En l’espace de trois jours, au moins deux manifestants ont été tués, un journaliste critique, Pape Ale Niang a été de nouveau arrêté, l’internet mobile a été coupé, alors que le chef de file de l’opposition et un autre cadre de son partie ont été arrêtés et leur partie politique, Pastef, dissous.

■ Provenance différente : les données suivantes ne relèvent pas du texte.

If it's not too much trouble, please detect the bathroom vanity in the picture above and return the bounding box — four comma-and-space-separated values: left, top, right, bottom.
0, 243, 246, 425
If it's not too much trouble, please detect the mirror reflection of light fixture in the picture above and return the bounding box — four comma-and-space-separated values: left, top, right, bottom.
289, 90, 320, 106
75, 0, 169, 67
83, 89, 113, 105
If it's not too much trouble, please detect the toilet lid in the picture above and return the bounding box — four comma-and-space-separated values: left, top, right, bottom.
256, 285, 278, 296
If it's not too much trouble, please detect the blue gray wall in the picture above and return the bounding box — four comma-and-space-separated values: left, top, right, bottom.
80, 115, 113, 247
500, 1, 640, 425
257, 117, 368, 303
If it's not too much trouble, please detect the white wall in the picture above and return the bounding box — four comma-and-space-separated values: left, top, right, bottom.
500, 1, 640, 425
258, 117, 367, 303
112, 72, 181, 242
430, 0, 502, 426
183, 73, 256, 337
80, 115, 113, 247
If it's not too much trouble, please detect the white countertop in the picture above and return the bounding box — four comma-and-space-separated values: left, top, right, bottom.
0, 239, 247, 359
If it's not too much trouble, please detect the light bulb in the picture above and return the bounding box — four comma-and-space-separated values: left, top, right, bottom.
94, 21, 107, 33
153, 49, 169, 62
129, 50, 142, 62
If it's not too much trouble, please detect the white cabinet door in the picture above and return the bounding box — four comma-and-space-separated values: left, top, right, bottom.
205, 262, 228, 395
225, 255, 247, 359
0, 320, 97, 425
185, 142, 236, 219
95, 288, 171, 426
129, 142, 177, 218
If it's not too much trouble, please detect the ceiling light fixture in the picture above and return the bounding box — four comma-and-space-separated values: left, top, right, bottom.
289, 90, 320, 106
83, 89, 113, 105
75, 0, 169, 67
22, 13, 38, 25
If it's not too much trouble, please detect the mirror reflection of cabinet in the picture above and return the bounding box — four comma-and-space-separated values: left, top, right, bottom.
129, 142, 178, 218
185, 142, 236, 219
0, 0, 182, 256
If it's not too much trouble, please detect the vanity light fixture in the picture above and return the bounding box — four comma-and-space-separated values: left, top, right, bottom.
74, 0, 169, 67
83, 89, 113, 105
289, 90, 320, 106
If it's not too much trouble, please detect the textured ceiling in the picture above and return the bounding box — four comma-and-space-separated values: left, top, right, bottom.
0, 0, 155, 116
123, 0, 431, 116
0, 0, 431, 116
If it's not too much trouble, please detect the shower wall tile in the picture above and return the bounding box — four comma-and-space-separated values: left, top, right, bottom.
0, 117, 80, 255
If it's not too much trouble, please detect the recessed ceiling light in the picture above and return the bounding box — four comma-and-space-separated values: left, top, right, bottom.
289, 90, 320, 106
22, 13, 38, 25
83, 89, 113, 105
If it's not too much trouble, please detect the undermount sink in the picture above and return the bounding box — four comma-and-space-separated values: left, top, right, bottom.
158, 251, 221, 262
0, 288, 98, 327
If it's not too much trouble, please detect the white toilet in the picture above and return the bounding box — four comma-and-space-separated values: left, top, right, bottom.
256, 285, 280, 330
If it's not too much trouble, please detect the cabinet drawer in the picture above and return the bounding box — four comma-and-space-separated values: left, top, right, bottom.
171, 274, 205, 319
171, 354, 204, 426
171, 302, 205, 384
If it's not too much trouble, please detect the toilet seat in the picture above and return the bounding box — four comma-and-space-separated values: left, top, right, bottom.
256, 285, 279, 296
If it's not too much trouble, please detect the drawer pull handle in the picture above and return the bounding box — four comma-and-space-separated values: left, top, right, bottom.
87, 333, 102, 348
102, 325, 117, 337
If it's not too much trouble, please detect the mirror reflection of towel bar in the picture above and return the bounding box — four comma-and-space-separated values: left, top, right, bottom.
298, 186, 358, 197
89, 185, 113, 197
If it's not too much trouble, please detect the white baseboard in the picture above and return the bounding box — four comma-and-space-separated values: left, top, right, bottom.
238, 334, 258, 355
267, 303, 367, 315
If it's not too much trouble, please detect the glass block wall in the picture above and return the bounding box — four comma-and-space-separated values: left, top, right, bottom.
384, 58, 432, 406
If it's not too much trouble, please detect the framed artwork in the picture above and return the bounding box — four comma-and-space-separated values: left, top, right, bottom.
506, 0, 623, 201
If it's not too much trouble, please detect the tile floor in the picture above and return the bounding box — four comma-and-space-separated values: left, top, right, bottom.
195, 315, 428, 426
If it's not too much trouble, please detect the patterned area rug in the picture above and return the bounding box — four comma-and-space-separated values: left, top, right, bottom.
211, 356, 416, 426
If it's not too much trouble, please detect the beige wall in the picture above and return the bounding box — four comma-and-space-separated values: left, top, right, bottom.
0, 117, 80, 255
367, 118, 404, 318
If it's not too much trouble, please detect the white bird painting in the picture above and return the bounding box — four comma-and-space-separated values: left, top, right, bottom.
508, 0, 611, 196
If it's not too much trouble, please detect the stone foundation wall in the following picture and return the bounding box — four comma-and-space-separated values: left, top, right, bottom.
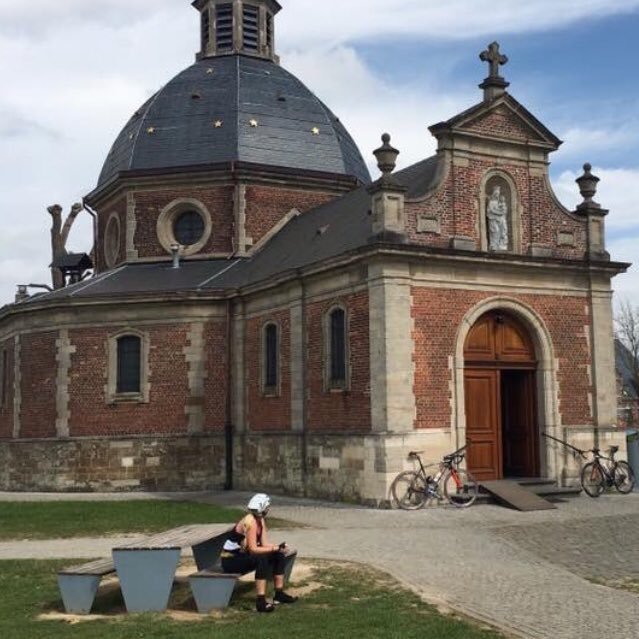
0, 435, 225, 492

Arrestation d’Ousmane Sonko
L’opposant au régime du Président Macky Sall, par ailleurs, leader de Pastef-Les Patriotes, Ousmane Sonko, a été inculpé, le lundi 31 juillet, et placé sous mandat de dépôt par le juge d’instruction, Maham Diallo. Il est poursuivi pour plusieurs chefs d’inculpation, ont déclaré les avocats de l’opposant : « Appel à l’insurrection, association de malfaiteurs, atteinte à la sureté de l’État, complot contre l’autorité de l’État, actes et manœuvres à compromettre la sécurité publique et à créer des troubles politiques graves, association de malfaiteurs en lien avec une entreprise terroriste, mais également vol de téléphone portable et diffusion de fausses nouvelles ».
Le procureur de la République près le Tribunal de Grande Instance hors classe de Dakar, Abdou Karim Diop, avait, dès l’arrestation, vendredi 28 juillet d’Ousmane Sonko, signifié à ce dernier les sept chefs d’inculpation dont « le vol de portable ». Le huitième chef d’inculpation, « diffusion de fausses nouvelles » est ajouté à la longue liste de ce que l’on reproche au candidat à la présidentielle de 2024, lors de son face à face, ce lundi 31 juillet, avec le juge Maham Diallo.
Déjà des morts…
Des manifestations ont éclaté depuis l’annonce de l’arrestation d’Ousmane Sonko. Avec son emprisonnement prononcé ce lundi 31 juillet, les jeunes manifestants en colère commencent à tout brûler sur leur passage, à Dakar et à l’intérieur du pays. Un mort par balle est annoncé à Ziguinchor, ville dont Ousmane Sonko est le maire. Pikine (banlieue dakaroise) dénombrerait aussi un mort.
Toussaint Manga de Pastef en garde à vue
L’ancien député Toussaint Manga a été placé en garde à vue à la Division des Investigations Criminelles (DIC) après son audition, ce lundi 31 juillet 2023.
On lui reproche d’avoir lancé des « appels à l’insurrection, manœuvres et actes à compromettre la sécurité publique ». Il s’explique dans une publication que deux choses lui sont reprochées ;
« Ce qui les a le plus dérangé ces derniers jours, c’est d’avoir republié certaines images des manifestations sur ma page Facebook ». Et ajoute : « Dans plusieurs panels des réseaux sociaux de l’APR et de BENNO, j’ai été régulièrement informé que les militants faisaient des captures de mes postes Facebook et réclamaient mon arrestation soi-disant que j’étais un élément essentiel du dispositif de Pastef et qu’il fallait me mettre hors d’état de nuire ».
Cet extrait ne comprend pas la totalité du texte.